Artist Feature: Dan Witz
"...the smell of leather jackets, sweat, and clove cigarettes."
Moshing, slam dancing, thrashing, skanking. A sweaty hot mess, swaying and pushing into the humid crowd, fostering unrestricted self-expression and interaction with a loud pounding soundscape. The pit, the bedroom of hardcore music.
I remember my first pit experience; 1991 Detroit, Gangster Fun opening for Fugazi, absolutely the most liberating experience of my 14-year-old self. I remember what I wore, the smell of leather jackets, sweat, and clove cigarettes. The beginning of what would become decades of dance halls and underground clubs, Nat Shermans, red lipstick, Doc Martins, and slam dancing! The art of the pit boils down to the boundaries that you define at any given moment. This is beautiful to me. The crowd shifts and swirls in front of a stage, the point of impact, forceful but friendly, an exhilarating release of aggression, a release of passion, an enigmatic grace.
The work of Dan Witz embodies the energy and pulse of the hardcore music scene. Unimpressed by what he was seeing in the late 70s/early 80s NY gallery art scene, he utilized his formal academic training and applied it to the street art scene, soon becoming a pioneer. Street art was his go-to for many years, alongside the punk subculture. Becoming a museum enthusiast by day and a staple in the punk scene by night, he became inspired by both classical art and the energy and authenticity of the hardcore music scene. Fusing the two, he took his art in a new direction. Utilizing his academic realist style, he began documenting the chaotic nightlife of the punk music scene.

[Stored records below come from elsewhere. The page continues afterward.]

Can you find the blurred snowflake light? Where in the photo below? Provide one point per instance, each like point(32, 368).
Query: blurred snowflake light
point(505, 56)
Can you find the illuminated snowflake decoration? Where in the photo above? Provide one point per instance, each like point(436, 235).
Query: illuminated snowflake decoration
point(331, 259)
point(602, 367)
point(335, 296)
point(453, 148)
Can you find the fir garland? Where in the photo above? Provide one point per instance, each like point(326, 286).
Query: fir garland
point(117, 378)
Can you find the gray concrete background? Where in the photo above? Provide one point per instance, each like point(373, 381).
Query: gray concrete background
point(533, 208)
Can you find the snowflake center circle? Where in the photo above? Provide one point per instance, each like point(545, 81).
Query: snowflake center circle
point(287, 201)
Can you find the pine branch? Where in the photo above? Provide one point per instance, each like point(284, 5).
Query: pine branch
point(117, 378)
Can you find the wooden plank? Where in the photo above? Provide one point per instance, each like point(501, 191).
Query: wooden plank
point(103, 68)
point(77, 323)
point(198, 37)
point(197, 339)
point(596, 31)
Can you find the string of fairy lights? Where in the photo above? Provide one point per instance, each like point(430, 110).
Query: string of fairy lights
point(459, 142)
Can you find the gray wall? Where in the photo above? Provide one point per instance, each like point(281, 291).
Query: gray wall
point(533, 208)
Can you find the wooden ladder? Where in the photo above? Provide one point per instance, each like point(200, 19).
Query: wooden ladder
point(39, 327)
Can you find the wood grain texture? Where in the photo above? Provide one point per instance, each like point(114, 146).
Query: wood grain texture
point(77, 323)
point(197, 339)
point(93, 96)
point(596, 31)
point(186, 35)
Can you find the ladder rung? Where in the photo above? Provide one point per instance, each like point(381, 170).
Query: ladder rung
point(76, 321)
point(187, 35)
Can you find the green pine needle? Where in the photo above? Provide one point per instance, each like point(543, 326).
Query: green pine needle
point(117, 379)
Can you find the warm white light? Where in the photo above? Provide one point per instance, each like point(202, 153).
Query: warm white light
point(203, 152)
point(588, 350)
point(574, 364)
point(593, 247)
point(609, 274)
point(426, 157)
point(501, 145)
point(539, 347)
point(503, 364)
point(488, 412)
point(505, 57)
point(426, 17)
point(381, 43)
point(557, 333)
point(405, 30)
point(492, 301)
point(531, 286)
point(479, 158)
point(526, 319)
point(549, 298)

“I discovered in my museum wanderings – especially in the epic baroque multi-figure pieces – that painting actually had plenty of potential for the adrenaline and animalistic frenzy I craved. The action, especially in the large set pieces by Rubens, Brueghel, and Bosch can be dizzying, sometimes it even manages to achieve an almost punk-rock pitch of chaos and catharsis.”